You can either clone the repository here:
  https://github.com/wch/envtest
Or you can install it with devtools, using:
  library(devtools)
  dev_mode()
  install_github('envtest', 'wch')



The envtest() function tries to index into a factor in different ways,
and prints the output for each one. This is the content of the
function. (If you load it from the global environment, it won't have
the same error, since the issue has to do with an import):

envtest <- function() {
  dat <- data.frame(x = 0, y = 0)
  f <- factor(c("a", "b"))

  # Print the starting data
  cat("\nf: ")
  cat(f)

  cat("\n\nTests with %in% operator ")

  # OK
  cat('\n"x" %in% Names(y ~ x, data = dat): ')
  cat("x" %in% Names(y ~ x, data = dat))

  # OK: Save boolean values to idx, then use f[idx]
  cat('\nidx <- "x" %in% Names(y ~ x, data = dat); f[idx] : ')
  cat({idx <- "x" %in% Names(y ~ x, data = dat); f[idx]})

  # OK: Use the expression with S3 function Names directly inside of []
  cat('\nf["x" %in% Names(y ~ x, data = dat)] : ')
  cat(f["x" %in% Names(y ~ x, data = dat)])


  cat("\n\nTests with == operator --")

  # OK
  cat('\n"x" == Names(y ~ x, data = dat)  : ')
  cat("x" == Names(y ~ x, data = dat))

  # OK: Save boolean values to idx, then use f[idx]
  cat('\nidx <- "x" == Names(y ~ x, data = dat); f[idx]   : ')
  cat({idx <- "x" == Names(y ~ x, data = dat); f[idx]})

  # Error: Use the expression with S3 function Names directly inside of []
  cat('\nf["x" == Names(y ~ x, data = dat)]   : ')
  cat(f["x" == Names(y ~ x, data = dat)])

  invisible()
}



This is what happens when I run the envtest() function. All the
indexing operations work, except the last one, where, inside the
square brackets, the == operator is used, and it calls the S3 method
from an imported package.

> library(envtest)
> envtest()
f: 1 2

Tests with %in% operator 
"x" %in% Names(y ~ x, data = dat): TRUE
idx <- "x" %in% Names(y ~ x, data = dat); f[idx] : 1 2
f["x" %in% Names(y ~ x, data = dat)] : 1 2

Tests with == operator --
"x" == Names(y ~ x, data = dat)  : FALSE TRUE
idx <- "x" == Names(y ~ x, data = dat); f[idx]   : 2
f["x" == Names(y ~ x, data = dat)]   : Error in Names(y ~
x, data = dat) : could not find function "Names"

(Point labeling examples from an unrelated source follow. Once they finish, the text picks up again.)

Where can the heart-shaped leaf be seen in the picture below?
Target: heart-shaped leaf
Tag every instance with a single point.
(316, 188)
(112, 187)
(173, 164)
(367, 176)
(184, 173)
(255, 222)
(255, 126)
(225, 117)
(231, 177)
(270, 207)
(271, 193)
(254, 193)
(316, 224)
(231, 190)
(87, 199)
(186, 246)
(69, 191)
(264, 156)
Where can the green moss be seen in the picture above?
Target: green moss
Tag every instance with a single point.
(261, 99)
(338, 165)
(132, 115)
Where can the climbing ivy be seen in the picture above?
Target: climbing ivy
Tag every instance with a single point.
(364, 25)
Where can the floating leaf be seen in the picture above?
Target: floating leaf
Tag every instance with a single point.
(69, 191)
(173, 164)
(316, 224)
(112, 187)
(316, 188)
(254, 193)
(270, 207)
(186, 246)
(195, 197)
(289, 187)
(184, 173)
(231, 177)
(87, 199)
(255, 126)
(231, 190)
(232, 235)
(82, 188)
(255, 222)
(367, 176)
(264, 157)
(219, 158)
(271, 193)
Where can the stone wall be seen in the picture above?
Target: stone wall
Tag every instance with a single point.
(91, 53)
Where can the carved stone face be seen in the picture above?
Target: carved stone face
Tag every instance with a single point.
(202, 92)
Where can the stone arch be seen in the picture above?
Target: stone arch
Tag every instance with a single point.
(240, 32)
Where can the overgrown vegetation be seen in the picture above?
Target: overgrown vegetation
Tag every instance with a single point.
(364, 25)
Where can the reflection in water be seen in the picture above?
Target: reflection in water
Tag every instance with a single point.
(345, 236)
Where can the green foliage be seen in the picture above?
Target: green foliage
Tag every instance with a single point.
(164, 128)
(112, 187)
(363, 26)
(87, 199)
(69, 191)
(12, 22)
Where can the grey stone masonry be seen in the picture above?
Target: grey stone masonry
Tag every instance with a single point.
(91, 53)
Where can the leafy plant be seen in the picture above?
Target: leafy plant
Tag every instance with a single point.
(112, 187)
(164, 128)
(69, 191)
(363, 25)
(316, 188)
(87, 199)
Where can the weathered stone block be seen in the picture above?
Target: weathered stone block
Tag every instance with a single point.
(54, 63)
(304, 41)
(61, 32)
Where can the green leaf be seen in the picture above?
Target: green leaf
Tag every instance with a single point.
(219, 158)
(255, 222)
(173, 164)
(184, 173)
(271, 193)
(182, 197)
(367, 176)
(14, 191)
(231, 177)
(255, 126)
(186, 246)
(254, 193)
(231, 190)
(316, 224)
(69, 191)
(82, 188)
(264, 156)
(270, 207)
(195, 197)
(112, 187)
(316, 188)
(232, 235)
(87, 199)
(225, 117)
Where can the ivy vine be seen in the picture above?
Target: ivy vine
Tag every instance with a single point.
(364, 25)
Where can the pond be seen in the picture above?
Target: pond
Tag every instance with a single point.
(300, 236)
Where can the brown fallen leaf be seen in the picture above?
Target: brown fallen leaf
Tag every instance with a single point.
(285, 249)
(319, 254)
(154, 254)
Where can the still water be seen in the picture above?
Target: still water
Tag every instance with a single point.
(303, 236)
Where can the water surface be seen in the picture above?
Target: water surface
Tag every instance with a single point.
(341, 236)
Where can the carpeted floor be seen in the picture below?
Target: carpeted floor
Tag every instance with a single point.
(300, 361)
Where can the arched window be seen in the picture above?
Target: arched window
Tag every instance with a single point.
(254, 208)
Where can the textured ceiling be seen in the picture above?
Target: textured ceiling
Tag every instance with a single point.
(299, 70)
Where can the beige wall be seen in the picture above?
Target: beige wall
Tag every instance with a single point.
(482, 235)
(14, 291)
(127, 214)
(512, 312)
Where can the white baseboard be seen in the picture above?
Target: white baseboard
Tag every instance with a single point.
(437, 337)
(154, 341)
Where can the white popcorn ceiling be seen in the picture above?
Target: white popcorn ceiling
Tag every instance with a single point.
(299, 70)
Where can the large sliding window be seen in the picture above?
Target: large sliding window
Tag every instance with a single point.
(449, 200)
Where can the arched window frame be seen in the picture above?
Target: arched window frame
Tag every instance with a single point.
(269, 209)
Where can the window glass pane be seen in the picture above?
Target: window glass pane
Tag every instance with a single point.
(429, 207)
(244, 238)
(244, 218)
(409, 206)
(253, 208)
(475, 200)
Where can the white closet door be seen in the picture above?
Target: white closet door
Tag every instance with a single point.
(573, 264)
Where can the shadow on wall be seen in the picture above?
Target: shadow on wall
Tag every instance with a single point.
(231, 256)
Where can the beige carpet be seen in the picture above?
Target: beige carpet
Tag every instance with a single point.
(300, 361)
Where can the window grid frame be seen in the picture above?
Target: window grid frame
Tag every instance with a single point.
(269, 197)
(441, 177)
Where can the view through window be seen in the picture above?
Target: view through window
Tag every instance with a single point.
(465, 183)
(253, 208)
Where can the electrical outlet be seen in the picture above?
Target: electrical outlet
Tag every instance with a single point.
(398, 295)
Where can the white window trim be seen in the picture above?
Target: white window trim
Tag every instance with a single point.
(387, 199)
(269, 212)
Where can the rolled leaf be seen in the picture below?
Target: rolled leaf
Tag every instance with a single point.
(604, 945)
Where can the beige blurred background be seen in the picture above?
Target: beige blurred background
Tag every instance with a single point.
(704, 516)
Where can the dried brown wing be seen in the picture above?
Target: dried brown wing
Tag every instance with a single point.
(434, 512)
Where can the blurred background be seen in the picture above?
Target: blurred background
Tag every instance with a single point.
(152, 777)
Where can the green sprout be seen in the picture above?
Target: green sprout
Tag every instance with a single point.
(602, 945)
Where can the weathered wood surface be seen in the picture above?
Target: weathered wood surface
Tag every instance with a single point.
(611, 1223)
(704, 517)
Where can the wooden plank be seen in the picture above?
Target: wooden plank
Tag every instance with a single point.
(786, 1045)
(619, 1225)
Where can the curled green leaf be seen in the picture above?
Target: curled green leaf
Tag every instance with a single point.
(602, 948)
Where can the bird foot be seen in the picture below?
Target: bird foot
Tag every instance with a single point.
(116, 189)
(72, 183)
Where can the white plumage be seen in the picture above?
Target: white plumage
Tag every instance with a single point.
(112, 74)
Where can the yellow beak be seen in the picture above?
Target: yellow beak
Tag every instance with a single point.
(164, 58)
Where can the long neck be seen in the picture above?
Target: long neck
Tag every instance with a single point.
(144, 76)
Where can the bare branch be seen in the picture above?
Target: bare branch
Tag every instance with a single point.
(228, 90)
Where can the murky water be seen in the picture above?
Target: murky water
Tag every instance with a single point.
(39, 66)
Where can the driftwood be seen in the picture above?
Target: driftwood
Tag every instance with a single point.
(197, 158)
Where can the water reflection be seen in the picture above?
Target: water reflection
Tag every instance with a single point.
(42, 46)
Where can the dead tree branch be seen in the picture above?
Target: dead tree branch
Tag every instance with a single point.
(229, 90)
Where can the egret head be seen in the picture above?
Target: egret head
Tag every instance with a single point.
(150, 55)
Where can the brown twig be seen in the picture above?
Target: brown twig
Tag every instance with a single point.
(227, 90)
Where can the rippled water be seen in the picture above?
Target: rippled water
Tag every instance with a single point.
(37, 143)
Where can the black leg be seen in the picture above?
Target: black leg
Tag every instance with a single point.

When I set options(error=recover), it's possible to investigate the
environment where it's trying to evaluate the expression Names(),
when it runs into the error:

Enter a frame number, or 0 to exit

1: envtest()
2: envtest.r#40: cat(f["x" == Names(y ~ x, data = dat)])
3: f["x" == Names(y ~ x, data = dat)]
4: `[.factor`(f, "x" == Names(y ~ x, data = dat))
5: NextMethod("[")
6: Names(y ~ x, data = dat)

Selection: 5

Browse[1]> environment()

Browse[1]> parent.env(environment())

Browse[1]> parent.env(parent.env(environment()))



When == is used, it tries to evaluate the expression Names() in
the environment namespace:base, and it fails because it can't find the
function.
However, when %in% is used, it tries to evaluate the expression
Names() in the environment namespace:nlme, which makes more sense
to me.


Is this expected behavior? And if so, could someone explain why it
should be expected? I'm confused as to why the evaluation environment
should change when a certain narrow set of conditions is met.